30 Tahun Bisnis Narkoba, Pengedar di Inhu Mak Gadih dan Keluarganya Akhirnya Diringkus

30 Tahun Bisnis Narkoba, Pengedar di Inhu Mak Gadih dan Keluarganya Akhirnya Diringkus

RIAUMANDIRI.ID, RENGAT – Polres Indragiri Hulu meringkus pengedar narkoba Mak Gadih. Kepada polisi wanita pemilik nama asli Hj Nuhasnah ini mengaku meneruskan bisnis terlarang yang dirintis almarhum suaminya, Jauhari, sejak 30 tahun lalu. 

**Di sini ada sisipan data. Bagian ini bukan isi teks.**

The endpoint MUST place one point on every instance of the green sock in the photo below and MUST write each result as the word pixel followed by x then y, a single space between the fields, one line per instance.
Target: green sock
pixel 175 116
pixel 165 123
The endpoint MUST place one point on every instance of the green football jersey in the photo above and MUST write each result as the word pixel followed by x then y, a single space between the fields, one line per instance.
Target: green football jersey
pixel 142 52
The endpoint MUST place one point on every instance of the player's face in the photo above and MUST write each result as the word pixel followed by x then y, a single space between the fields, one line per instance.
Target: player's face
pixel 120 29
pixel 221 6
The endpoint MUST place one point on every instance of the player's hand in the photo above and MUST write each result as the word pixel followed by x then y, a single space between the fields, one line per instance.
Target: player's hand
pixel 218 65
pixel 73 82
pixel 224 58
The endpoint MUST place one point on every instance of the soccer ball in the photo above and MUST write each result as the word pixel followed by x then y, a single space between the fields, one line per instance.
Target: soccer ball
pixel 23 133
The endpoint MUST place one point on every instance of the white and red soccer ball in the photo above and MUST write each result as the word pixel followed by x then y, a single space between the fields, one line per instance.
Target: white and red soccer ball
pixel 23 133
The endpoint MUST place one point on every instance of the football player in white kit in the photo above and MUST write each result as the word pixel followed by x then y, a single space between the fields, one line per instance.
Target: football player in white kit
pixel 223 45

Mak Gadih dibekuk bersama menantunya Dodi Damhudi yang merupakan ASN di kantor Lurah Kampung Besar Seberang, anaknya Nuriana, menantunya Devi Susilawati, Novrian Putra, anaknya yang baru saja keluar penjara dengan kasus yang sama (resedivis) dan menantunya Cici.

Sementara suami Devi, Anton berhasil melarikan diri dan masuk dalam Daftar Pencarian Orang (DPO).

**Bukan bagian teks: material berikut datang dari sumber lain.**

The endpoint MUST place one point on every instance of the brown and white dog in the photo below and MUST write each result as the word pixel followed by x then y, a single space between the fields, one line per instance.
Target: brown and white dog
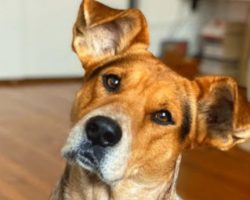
pixel 134 116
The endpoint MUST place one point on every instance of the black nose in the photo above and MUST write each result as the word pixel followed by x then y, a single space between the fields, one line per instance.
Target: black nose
pixel 103 131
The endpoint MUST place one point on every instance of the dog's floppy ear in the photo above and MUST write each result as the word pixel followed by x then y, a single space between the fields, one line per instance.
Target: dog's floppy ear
pixel 223 114
pixel 100 32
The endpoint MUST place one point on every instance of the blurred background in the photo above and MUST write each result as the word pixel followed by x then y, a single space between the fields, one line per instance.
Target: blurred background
pixel 39 75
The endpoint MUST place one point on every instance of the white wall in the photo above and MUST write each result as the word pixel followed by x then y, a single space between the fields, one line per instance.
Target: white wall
pixel 35 35
pixel 35 38
pixel 174 20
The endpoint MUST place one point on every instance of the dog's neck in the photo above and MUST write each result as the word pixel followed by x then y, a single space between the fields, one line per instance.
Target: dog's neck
pixel 78 184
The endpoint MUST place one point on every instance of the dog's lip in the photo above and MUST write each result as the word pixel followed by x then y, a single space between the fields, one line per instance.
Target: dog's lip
pixel 88 159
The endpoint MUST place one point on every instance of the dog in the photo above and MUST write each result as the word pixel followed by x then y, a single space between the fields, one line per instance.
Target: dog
pixel 133 116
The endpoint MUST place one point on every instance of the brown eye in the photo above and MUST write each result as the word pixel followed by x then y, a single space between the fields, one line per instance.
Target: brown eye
pixel 111 82
pixel 162 117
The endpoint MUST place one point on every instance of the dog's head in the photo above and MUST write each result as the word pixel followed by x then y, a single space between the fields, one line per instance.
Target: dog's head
pixel 133 116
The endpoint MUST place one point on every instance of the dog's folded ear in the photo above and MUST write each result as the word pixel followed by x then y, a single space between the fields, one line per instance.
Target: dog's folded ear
pixel 223 114
pixel 101 33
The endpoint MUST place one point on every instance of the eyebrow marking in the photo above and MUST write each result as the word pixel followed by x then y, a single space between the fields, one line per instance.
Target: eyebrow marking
pixel 187 120
pixel 98 69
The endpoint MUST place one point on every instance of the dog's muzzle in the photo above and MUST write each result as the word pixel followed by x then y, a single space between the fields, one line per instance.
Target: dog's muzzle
pixel 102 134
pixel 103 131
pixel 100 143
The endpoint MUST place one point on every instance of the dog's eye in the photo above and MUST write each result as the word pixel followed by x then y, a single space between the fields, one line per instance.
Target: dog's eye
pixel 162 117
pixel 111 82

Penangkapan keenam anggota keluarga erat ini menurut Kapolres Inhu, AKBP Efrizal, SIK berawal dari penangkapan M Taher alias Uniang di Jalan Azki Aris, Kamis (16/7/2020) pukul 22.00 WIB.

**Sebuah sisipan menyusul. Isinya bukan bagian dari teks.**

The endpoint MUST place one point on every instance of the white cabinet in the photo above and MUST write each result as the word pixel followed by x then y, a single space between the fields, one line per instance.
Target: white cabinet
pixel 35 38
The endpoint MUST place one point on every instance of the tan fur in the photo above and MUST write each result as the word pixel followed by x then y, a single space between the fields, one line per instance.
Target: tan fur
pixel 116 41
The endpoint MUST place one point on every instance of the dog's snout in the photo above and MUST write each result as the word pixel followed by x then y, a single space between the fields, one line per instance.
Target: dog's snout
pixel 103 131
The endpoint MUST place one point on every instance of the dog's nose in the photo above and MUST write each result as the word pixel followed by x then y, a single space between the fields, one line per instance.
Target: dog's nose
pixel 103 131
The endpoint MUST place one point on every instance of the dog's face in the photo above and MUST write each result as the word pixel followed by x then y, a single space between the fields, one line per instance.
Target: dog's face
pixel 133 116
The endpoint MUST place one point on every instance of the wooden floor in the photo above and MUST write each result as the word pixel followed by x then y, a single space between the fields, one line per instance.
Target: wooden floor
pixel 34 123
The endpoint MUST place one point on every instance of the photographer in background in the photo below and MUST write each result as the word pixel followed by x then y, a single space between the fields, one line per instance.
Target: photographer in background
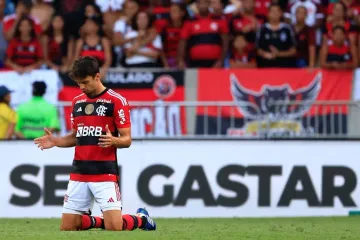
pixel 36 114
pixel 7 114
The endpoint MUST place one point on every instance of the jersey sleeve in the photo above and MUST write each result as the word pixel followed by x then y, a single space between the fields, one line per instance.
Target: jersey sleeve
pixel 122 113
pixel 53 118
pixel 39 50
pixel 19 122
pixel 224 27
pixel 7 24
pixel 185 31
pixel 260 40
pixel 10 49
pixel 72 123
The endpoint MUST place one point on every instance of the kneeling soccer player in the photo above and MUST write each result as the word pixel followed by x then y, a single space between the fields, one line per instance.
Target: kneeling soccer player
pixel 101 124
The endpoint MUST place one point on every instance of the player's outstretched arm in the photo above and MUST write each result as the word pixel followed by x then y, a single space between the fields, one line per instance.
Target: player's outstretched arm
pixel 48 140
pixel 123 141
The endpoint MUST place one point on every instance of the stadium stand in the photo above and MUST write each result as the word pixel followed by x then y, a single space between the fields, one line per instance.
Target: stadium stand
pixel 174 36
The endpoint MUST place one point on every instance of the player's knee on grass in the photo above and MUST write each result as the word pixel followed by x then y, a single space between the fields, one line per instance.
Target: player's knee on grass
pixel 70 222
pixel 113 220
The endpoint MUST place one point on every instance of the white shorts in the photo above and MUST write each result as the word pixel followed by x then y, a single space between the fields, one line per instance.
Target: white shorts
pixel 80 196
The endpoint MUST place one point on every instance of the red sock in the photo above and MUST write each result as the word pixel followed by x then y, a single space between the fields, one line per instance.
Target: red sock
pixel 131 222
pixel 89 222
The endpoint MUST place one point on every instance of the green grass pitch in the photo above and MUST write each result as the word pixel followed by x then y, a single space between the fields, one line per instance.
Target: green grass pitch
pixel 339 228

Dari tangan Uniang didapat 0,26 gr Sabu yang diakuinya dibelinya dari Mak GadIh di Jalan Pasir Jaya Desa Kuantan Babu.

Saat aparat sampai di rumah Mak Gadih, wanita yang sudah dikenal masyarakat sebagai bandar narkoba itu tidak ingin membukakan pintu, hingga akhirnya setelah tiga kali peringatan, polisi melakukan tindakan terukur dengan mendobrak pintu, namun Mak Gadih lari ke kamar dan mengunci pintu kamar.

Polisi lantas kembali mendobrak pintu kamar dan didapati Mak Gadih berada di dalam kamar mandi berusaha membuang barang bukti ke toilet.

Polisi akhirnya hanya bisa selamatkan sedikit barang bukti dari Mak Gadih, sementara sebagian besar lainnya diduga sudah berhasil dihancurkan.

Polisi kemudian meneruskan penggerebekan ke dua rumah lainnya di samping rumah Mak Gadih, yang merupakan rumah anaknya.

Lagi-lagi polisiharus mendobrak rumah tersebut dan mendapati Nuriana, Dodi, Devi, Novrian Putra dan Cici berada di kamar mandi sedang membuang barang bukti.

“Beruntung ada yang masih di dalam plastik sehingga tidak hancur dan barang bukti didapat di dalam septi tank, sementara yang lainnya telah hancur," ucap Kapolres.

Kapolres menyebutkan bahwa tersangka memang sudah lama menjadi target operasi Polres Inhu karena banyaknya informasi dari masyarakat, namun selama ini belum didapat bukti, sampai akhirnya didapat jalan untuk dilakukan penangkapan.

Menurut keterangan dari Mak Gadih yang disampaikan Kapolres, usaha barang haram tersebut sudah dijalaninya bersama almarhum suaminya sejak tahun 1990 atau 30 tahun yang lalu.

Total barang bukti yang didapat dari tiga rumah dengan tujuh tersangka tersebut yakni 116,52 gr sabu dan 40,95 tembakau Gorilla.

Para pengedar narkoba tersebut kemudian ditetapkan sebagai tersangka dan dijerat dengan pasal 112 jo 114 dan 132 UU No 35 tahun 2009 tentang Narkotika.